The birthplace of the Lee’s Palace mural: inside Al Runt’s studio

Click to see a larger version. (Image: Rick McGinnis)

For a certain kind of aging hipster, Toronto isn’t complete without a mural by Al Runt spilling over the wall of some club or restaurant, thick with his cast of fornicating, fighting, day-glo creatures. Runt—known to his friends as Alex Currie—has been filling walls with his cartoonish streetscapes since the mid-‘80s, when his Rabelaisian murals at Lee’s Palace and the long-gone BamBoo set the tone for downtown fun. For a while, he seemed to disappear. “No one really wanted me,” he recalls. “There was a period when I couldn’t get a show. I just fell out of favour.”
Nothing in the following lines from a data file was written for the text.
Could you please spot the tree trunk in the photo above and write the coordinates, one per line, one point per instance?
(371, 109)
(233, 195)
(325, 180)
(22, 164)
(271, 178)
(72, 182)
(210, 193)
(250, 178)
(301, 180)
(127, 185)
Runt and his creatures were revived five years ago when Lee’s Palace commissioned him to repaint its façade for the third time. Since then his work has appeared on storefronts in Kensington and Parkdale. Last summer, he finished his latest mural. It’s on the side of Electric Mud, the city’s most celebrated barbecue joint. And this year, the Runt renaissance will continue. His work graces the cover of the TTC’s 2015 Ride Guide, a freebie transit manual relied upon by tourists and locals alike. Currie is also making his cinematic debut in RUNT, a documentary by Augusto Monk that showcases three decades of the painter’s life and work. Here, a tour of his studio.

1 On Currie’s desk is his current project, a can design for hipster tipple Pabst Blue Ribbon, which he hopes will help raise his profile outside of Toronto. “It’ll be fun. At least I’ll get a few cases of beer and some money.”

2 His to-do blackboard, which lists all of his current commissions, including a painting for a 75-year-old woman and another painting featuring Daleks and a duck press.

3 “My window, where I can look across my street and watch my cat walk back and forth. I can see my neighbours; I can see my garbage.” On the windowsill are a few bits of inspiration: a tiny guitar amp, an art deco sculpture, a statue of Buddha with a cell phone and a postcard from artist David Collier, a friend.

4 “The plumbing’s broken in my house right now. Make sure you take a piss before you come here.”

5 A table filled with brushes, pencils, markers, rulers and masking tape.

6 “This is my collection of one mittens. All the one mittens I have.”

7 Currie didn’t go to art school, but he did stints at film school, and he learned a little carpentry. He finds that it helps to be flexible when it comes to making a living. “These bags are for various jobs,” he says. “One is for when I work for a staging company. And sometimes I work as a set painter on film, so that bag’s for that.”